21 Eylül’de okul öncesi ve ilköğretim 1. Sınıflar yüz yüze eğitime başlamıştı. 5 Ekim Pazartesi günü itibari ile ise dört farklı lise türünde eğitim öğretim yüz yüze başlayacak. Mesleki ve Teknik Anadolu Liseleri, Çok programlı Anadolu Liseleri, Mesleki Eğitim Merkezleri, Güzel Sanatlar Liseleri Ve Spor Liselerinde tüm sınıf seviyelerinde yüz yüze eğitimin başlayacak olmasının önemli olduğunu vurgulayan Eğitim İş Çanakkale Şube Başkanı Ahmet Mantaş “ Gerekli önlem ve tedbirleri alarak tüm okul düzeylerinde ve sınıflarda yüz yüze eğitime başlanmalı” dedi.

Uzaktan eğitim sisteminde çok ciddi sayıdaki öğrencinin bu eğitime ulaşacak teknolojik aletlerden yoksun olduğunu da hatırlatan Mantaş, “Maalesef yapılan araştırmalarda yaklaşık 5 milyon öğrencinin televizyon, internet ya da uzaktan, online eğitimle ilgili teknolojik araç gereçlerinin olmadığını gösteriyor. Ortada bir eğitimde fırsat eşitsizliği var. Öncelikle bu durumu değiştirmeliyiz. 21. yüzyıldayız ve 2020 yılındayız evinde televizyonu olmayan, evinde bilgisayarı olmayan, evinde tableti olmayan, cep telefonum olmayan öğrencilerimiz var. Kısa süre önce Hazine ve Maliye Bakanı Berat Albayrak bir ekonomi paketi açıkladı. Maliye Bakanı Berat Albayrak’ tan bu ekonomi paketi içerisinde “Bilgisayar, televizyon ve Tablet alımlarında ÖTV ve KDV sıfırlanarak hatta kredi kartı taksit sayılarını da arttırarak satışının yapılması ile ilgili bir madde olmasını beklerdim” dedi.

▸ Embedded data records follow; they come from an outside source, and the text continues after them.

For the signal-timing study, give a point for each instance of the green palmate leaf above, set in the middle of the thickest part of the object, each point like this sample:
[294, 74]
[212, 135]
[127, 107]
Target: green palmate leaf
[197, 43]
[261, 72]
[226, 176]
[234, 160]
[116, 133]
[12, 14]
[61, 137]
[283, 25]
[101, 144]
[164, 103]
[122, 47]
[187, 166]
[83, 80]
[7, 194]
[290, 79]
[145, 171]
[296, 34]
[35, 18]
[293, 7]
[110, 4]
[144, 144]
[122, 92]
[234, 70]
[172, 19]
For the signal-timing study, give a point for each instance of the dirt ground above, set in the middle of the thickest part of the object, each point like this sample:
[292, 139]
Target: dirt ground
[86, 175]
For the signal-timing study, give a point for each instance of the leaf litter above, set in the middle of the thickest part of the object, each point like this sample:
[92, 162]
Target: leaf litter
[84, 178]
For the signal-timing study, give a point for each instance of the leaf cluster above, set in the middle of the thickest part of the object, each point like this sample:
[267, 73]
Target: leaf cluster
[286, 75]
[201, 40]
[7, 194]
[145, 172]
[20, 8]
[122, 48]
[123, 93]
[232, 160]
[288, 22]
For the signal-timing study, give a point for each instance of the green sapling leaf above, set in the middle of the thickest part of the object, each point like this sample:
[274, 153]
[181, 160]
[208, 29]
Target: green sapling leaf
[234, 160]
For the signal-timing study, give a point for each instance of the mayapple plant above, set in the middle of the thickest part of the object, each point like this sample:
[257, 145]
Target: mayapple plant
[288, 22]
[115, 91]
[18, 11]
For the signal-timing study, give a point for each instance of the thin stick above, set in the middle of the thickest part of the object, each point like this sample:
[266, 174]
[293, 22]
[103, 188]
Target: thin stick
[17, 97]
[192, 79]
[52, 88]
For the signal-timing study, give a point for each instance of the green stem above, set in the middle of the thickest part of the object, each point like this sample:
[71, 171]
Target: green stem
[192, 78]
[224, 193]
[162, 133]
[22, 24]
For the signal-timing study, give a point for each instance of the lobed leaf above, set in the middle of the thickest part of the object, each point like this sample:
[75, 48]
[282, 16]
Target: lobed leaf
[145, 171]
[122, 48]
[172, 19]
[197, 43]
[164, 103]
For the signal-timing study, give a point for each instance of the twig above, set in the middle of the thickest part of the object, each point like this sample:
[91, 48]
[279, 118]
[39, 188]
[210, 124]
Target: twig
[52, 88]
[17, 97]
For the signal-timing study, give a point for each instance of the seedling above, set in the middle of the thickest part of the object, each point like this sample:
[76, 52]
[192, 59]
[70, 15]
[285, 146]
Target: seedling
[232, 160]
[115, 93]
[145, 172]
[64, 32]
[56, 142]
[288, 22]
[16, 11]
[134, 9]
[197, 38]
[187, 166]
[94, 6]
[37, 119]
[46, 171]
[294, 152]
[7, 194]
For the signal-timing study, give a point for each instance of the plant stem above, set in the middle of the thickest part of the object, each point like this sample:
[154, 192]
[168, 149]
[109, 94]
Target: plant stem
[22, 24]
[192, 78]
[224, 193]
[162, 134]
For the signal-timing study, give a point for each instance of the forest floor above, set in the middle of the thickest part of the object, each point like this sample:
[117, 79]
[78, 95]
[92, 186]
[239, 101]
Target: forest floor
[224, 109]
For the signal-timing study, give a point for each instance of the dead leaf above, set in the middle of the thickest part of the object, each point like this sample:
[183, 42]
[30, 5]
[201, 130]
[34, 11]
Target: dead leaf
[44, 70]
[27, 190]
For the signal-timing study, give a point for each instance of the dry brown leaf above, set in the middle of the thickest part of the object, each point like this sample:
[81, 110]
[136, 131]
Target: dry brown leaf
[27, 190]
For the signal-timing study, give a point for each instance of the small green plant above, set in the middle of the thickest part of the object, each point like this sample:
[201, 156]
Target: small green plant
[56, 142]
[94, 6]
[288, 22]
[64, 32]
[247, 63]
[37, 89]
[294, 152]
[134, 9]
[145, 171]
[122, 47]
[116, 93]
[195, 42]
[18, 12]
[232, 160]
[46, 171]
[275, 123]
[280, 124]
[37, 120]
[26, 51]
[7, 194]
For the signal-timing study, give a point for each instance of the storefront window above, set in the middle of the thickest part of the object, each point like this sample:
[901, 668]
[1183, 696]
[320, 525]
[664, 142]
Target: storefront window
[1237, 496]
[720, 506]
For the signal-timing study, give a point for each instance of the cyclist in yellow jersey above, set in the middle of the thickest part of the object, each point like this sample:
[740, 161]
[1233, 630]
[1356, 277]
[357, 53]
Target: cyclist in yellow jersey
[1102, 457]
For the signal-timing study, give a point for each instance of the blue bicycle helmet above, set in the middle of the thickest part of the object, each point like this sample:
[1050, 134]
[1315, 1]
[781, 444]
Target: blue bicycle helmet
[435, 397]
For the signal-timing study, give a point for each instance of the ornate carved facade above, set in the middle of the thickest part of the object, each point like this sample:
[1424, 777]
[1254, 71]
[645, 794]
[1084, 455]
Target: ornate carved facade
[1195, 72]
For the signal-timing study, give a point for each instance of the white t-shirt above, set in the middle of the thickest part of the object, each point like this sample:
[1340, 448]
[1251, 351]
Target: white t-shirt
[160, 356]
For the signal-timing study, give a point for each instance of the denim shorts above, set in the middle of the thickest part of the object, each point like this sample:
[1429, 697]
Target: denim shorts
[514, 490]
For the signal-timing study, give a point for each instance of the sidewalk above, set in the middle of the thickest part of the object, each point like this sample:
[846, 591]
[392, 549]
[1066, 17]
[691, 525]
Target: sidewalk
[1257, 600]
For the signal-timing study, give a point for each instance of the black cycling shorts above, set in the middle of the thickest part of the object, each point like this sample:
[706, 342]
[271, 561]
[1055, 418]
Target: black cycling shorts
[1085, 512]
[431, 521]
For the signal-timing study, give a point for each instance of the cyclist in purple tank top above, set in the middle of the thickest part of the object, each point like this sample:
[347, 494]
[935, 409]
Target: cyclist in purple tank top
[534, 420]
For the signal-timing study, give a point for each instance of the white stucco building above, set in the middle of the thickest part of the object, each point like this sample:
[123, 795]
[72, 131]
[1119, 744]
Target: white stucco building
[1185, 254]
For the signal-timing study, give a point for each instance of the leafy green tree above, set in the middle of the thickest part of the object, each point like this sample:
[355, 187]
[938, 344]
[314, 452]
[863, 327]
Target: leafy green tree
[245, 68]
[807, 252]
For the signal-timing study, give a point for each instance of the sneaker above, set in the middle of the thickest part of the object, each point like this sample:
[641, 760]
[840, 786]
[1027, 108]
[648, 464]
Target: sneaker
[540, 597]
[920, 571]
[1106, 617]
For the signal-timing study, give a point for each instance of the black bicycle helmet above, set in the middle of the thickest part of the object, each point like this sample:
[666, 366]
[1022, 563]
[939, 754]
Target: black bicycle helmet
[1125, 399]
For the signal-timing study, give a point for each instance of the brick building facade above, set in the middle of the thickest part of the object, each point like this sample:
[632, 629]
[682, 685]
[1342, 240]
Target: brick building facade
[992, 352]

27 MİLYONDAN FAZLA EĞİTİM CAMİASI EVE KAPATILDI
Mantaş Coronavirüs sürecinde eğitimin ciddi yara aldığını belirterek açıklamasında şunları söyledi: “Türkiye genelinde 18 milyon öğrenci var. Okul öncesi, ilkokul, ortaokul ve lisede okuyan 18 milyon öğrenci var. 8 milyon da üniversitede okuyan öğrenci var. Toplamda 26 Milyon öğrenci var.1 milyonun üzerinde de öğretmen var. Bir an da bu kalabalık camiayı eve kapattınız. Pandemi süreci yani Covid-19 süreci yaşanıyor hayati tehlikesi var, salgının yayılma tehlikesi var ve önlem olarak Mart ayında okullar kapatıldı ve sonuç olarak 27 Milyondan fazla bir eğitim camiası eve kapatıldı. Bu eve kapatılan insanlara bir hareket alanı da verilmedi. Yani bu dediğimiz özellikle okul öncesi ilkokul ve ortaokuldaki öğrenciler hayattı araştırarak öğrenmeye meraklı olan çağdaki çocuklar ve bu çocukları tabiata gidip sosyalleşmesi için arkadaş çevresi ile temasta bulunması gereken oyun oynaması gereken çocuklar tam manada eve kapatıldı. Bu çok zor bir durum. Çocukların enerjisini kapalı bir yerde tutup orada absorbe etmek, onları orada tutup eğitmeye çalışmak çok zor bir iş. Hele bir de imkanlarının bu duruma elverişli değişse. Bunun çok ciddi bir olumsuz yanması oluyor.”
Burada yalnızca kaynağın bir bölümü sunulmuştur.